I’m not even religious at this point, but the symbolism is still haunting. Notre Dame is a symbol for a the art, history, religion, and culture of one of the world’s most dynamic cities. And all we can do is watch as it burns and crumbles right before our eyes.
I feel kind of silly, to be honest. Because I just assumed that an iconic piece of architecture like the Notre Dame, which has been standing since for seven centuries, would always be there. That it was indestructible, unflappable, permanent.
So the question then becomes: When tragedies like this happen, how do we come back from them? How do we mourn? Do we ignore what happened?

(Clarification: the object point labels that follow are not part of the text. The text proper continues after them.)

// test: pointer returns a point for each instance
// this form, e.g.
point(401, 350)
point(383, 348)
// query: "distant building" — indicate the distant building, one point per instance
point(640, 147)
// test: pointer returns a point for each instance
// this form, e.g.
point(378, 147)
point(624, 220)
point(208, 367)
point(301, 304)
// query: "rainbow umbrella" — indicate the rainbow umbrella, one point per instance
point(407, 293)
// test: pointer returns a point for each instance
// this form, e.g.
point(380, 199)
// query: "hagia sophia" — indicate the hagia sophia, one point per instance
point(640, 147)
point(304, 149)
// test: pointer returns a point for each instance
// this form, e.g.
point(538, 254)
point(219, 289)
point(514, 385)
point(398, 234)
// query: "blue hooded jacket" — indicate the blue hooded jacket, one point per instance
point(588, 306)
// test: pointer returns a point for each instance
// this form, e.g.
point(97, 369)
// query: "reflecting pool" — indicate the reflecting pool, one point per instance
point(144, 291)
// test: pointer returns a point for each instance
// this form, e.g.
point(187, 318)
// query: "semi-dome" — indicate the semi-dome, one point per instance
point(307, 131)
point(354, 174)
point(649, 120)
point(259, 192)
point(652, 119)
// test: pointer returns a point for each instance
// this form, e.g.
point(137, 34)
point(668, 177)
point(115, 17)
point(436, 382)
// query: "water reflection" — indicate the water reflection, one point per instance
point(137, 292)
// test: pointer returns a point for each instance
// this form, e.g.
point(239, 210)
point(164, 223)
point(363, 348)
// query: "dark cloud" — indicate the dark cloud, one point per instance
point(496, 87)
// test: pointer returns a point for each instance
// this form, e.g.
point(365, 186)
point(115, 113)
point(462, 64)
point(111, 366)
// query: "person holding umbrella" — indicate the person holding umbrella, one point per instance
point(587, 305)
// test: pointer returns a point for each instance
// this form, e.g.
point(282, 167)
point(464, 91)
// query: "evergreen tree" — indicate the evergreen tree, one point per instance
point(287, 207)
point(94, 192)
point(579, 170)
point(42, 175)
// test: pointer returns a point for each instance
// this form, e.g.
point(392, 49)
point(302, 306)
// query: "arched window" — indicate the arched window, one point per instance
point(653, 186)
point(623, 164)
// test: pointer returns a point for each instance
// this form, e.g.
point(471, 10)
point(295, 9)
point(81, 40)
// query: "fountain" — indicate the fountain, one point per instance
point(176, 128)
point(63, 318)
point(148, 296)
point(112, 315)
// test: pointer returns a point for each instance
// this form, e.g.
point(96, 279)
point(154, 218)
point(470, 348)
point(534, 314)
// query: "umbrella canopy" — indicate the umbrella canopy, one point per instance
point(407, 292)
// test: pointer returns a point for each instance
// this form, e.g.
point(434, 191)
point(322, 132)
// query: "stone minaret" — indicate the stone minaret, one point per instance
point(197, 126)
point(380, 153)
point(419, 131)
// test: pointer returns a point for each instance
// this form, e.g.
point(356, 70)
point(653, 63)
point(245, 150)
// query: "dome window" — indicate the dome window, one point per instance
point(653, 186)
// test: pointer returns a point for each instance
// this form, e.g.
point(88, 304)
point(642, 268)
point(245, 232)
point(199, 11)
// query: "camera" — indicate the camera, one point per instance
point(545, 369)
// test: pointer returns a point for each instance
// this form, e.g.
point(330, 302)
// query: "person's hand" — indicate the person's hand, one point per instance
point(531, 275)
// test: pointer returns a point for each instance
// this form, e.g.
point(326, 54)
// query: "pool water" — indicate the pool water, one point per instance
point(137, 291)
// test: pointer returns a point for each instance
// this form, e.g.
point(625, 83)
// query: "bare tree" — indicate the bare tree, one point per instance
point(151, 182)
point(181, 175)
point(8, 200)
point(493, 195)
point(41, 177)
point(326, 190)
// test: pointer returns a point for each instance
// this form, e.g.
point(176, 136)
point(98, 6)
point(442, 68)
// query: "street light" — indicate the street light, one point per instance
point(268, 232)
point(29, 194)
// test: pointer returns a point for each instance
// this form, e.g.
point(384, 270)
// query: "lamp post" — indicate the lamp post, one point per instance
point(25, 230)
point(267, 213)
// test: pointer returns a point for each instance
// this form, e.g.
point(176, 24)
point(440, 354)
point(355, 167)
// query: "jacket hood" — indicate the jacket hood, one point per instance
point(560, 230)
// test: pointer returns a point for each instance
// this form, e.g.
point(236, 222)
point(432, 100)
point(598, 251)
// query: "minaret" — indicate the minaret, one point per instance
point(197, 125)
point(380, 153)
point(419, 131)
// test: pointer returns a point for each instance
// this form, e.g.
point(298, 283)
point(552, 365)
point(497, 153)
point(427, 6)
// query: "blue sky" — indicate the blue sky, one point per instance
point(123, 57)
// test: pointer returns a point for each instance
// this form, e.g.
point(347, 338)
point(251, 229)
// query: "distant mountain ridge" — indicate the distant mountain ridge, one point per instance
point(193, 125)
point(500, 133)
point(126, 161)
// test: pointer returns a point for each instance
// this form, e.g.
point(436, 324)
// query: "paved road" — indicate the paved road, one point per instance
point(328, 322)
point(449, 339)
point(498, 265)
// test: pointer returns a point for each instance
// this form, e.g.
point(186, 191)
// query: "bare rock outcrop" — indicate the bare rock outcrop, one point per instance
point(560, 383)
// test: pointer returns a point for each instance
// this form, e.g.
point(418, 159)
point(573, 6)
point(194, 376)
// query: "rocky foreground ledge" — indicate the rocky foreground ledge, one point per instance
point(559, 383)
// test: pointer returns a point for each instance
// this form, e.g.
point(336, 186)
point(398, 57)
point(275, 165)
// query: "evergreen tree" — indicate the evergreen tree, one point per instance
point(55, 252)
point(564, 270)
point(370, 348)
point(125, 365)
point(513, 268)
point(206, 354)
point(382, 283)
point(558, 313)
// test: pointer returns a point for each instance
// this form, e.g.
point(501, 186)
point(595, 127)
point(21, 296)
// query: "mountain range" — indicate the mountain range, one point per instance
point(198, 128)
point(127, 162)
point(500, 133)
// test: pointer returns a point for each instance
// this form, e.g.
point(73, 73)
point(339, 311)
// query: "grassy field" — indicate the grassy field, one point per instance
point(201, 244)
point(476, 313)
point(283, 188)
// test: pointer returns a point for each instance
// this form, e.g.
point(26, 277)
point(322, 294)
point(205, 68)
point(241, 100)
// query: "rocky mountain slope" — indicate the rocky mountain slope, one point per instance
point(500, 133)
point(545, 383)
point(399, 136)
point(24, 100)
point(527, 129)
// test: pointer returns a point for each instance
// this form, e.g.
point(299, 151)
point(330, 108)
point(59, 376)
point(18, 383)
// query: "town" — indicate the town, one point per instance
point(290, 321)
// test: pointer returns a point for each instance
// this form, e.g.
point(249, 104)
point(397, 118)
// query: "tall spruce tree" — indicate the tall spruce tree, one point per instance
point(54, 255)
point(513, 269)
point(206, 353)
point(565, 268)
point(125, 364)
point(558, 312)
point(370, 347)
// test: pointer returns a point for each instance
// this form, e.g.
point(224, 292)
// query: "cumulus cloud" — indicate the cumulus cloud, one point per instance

More importantly, how do we gain the energy to spring back to life and continue our existence? How do we try to move on while still holding on to what we value from the past?
Especially something like the Notre Dame, which has brought so many people together for centuries. It’s going to be a slow and long restoration process; we’re not going to turn around and have it fixed tomorrow.
Sprung is a state of knowing we should be moving on after a tremendous loss, but not quite being ready to let go. The idea of turning to something new is scary, even if we know it’s necessary.
So, right now, maybe I’m not okay. Maybe I’m still dealing with tragedy and hardship in the present tense. Maybe I still need, maybe the world still needs, the chance to grieve before moving on.